Por: Iván Mejía Álvarez

Apasionante

Todos los emparejamientos de los cuartos de final de la Champions tienen su cuota de pimienta y morbo. Un sorteo durísimo que depara dos grandes clásicos: Bayern-Real Madrid y Juventus-Barcelona, con riesgo y peligro para los gigantes españoles que han ganado las recientes versiones de la “Orejona”.

Enseñados durante los últimos cinco años a peritas en dulce en esta fase, los actuales campeones tendrán que afrontar al poderoso elenco bávaro que dirige Ancelotti, el técnico que les condujo en Lisboa a la décima conquista. Cambio total de escenario para los de Zidane que marchan al frente en su Liga pero no juegan bien, sacan resultados gracias a la poderosa testa de Sergio Ramos, salvando los muebles a un equipo que ha perdido la brújula en el mediocampo y donde la BBC no anda fina. Para los de Munich es una linda ocasión de mostrar la evolución en su juego, con menos toque y con transiciones un poco más rápidas. Poderosos en la Bundesliga, los rojos de Baviera confían ciegamente en su juego dominante y el poder letal de sus atacantes Costa, Robben, Muller y Levandosky, apoyados por la creatividad de Vidal y Thiago. Un duelo en la cumbre entre dos muy buenos equipos de fútbol.

El litigio Juve-Barca, reedición de la final de hace dos años en Berlín, es absolutamente apasionante. La seriedad organizativa del elenco de Allegri, su disciplina táctica, el trabajo sólido en defensa con el tridente Bonucci-Chiellini y Barzagli, la meticulosidad en la marca y la salida por la vía Cuadrado-Dybala, con la cuota de gol que aporta Higuaín, convierte a los juventinos en un equipo férreo, durísimo, intenso.

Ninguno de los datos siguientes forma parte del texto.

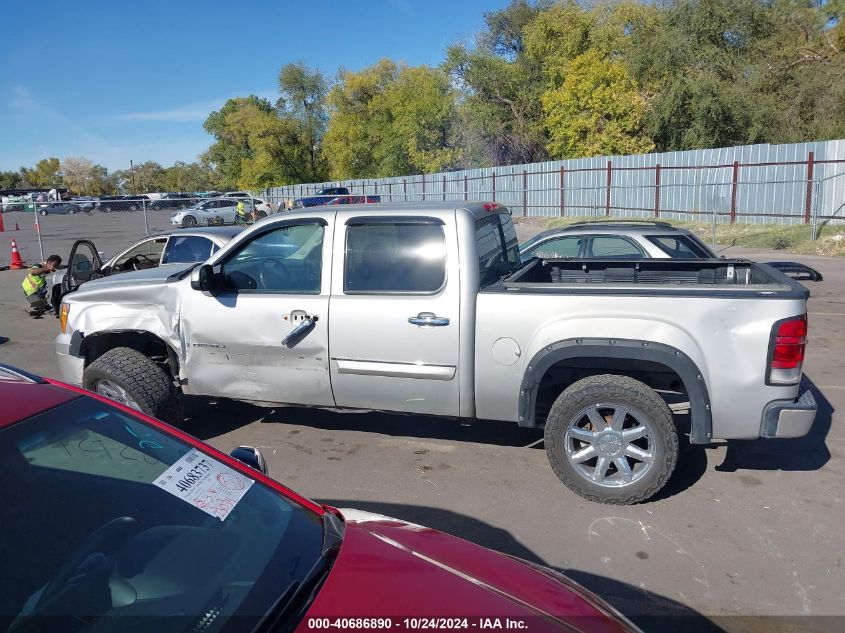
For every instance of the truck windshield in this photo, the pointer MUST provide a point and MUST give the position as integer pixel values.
(498, 248)
(108, 521)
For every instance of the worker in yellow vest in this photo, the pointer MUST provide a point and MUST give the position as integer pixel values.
(35, 284)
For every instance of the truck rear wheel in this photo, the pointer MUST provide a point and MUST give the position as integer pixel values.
(611, 439)
(129, 377)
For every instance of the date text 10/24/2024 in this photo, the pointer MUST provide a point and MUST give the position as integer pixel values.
(421, 623)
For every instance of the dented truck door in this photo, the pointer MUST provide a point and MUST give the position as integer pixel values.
(262, 333)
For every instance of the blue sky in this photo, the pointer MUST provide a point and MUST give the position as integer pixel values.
(114, 81)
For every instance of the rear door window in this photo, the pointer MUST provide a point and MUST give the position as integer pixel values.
(557, 248)
(403, 257)
(186, 249)
(613, 247)
(679, 246)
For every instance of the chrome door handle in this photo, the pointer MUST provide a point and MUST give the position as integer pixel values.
(428, 319)
(299, 331)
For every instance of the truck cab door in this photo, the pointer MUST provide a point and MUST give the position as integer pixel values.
(84, 264)
(262, 333)
(395, 303)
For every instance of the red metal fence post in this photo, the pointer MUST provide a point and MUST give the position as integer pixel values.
(657, 190)
(734, 185)
(562, 198)
(808, 203)
(524, 193)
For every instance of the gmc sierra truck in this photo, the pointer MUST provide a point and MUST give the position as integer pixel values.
(425, 308)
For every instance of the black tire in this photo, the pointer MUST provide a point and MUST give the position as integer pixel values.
(602, 395)
(145, 382)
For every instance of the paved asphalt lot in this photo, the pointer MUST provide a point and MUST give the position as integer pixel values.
(754, 529)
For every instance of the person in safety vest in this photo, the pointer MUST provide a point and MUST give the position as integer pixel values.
(35, 284)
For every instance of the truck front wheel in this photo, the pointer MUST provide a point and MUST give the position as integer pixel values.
(611, 439)
(127, 376)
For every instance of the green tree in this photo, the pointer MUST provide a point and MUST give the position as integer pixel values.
(597, 110)
(302, 107)
(45, 174)
(77, 173)
(390, 119)
(231, 146)
(10, 179)
(499, 116)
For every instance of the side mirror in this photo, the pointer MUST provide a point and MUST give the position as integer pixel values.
(250, 456)
(202, 278)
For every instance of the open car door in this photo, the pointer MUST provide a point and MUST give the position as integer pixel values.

Mientras la escuadra italiana es absolutamente identificable, el Barcelona tiene picos altos y bajos y su clasificación a esta instancia estuvo matizada con una gran polémica por el trabajo arbitral. Maestros de las transiciones y manejo del mediocampo, los italianos saben que deben llegar montados al Camp Nou para decantar una serie donde el Barca confía en que Messi despierte de su letargo y lidere el poderoso MSN, el ataque más peligroso del mundo.

De antemano queda la sensación que Mónaco y Dormund se coserán a goles pues las propuestas ofensivas de los dos equipos son superiores a sus prestaciones en defensa. Este sí que puede ser un lindo duelo con un juego intenso, de alto ritmo y anotaciones.

Y aunque muchos la ven fácil para el Atlético, el Leicester ya le demostró al Sevilla argumentos para pelearle la serie a los “colchoneros” que sufren de gol. Aunque no lo crean, también es parejo.

Abril será apasionante y dramático. El mejor fútbol del mundo en acción, con tres colombianos en liza.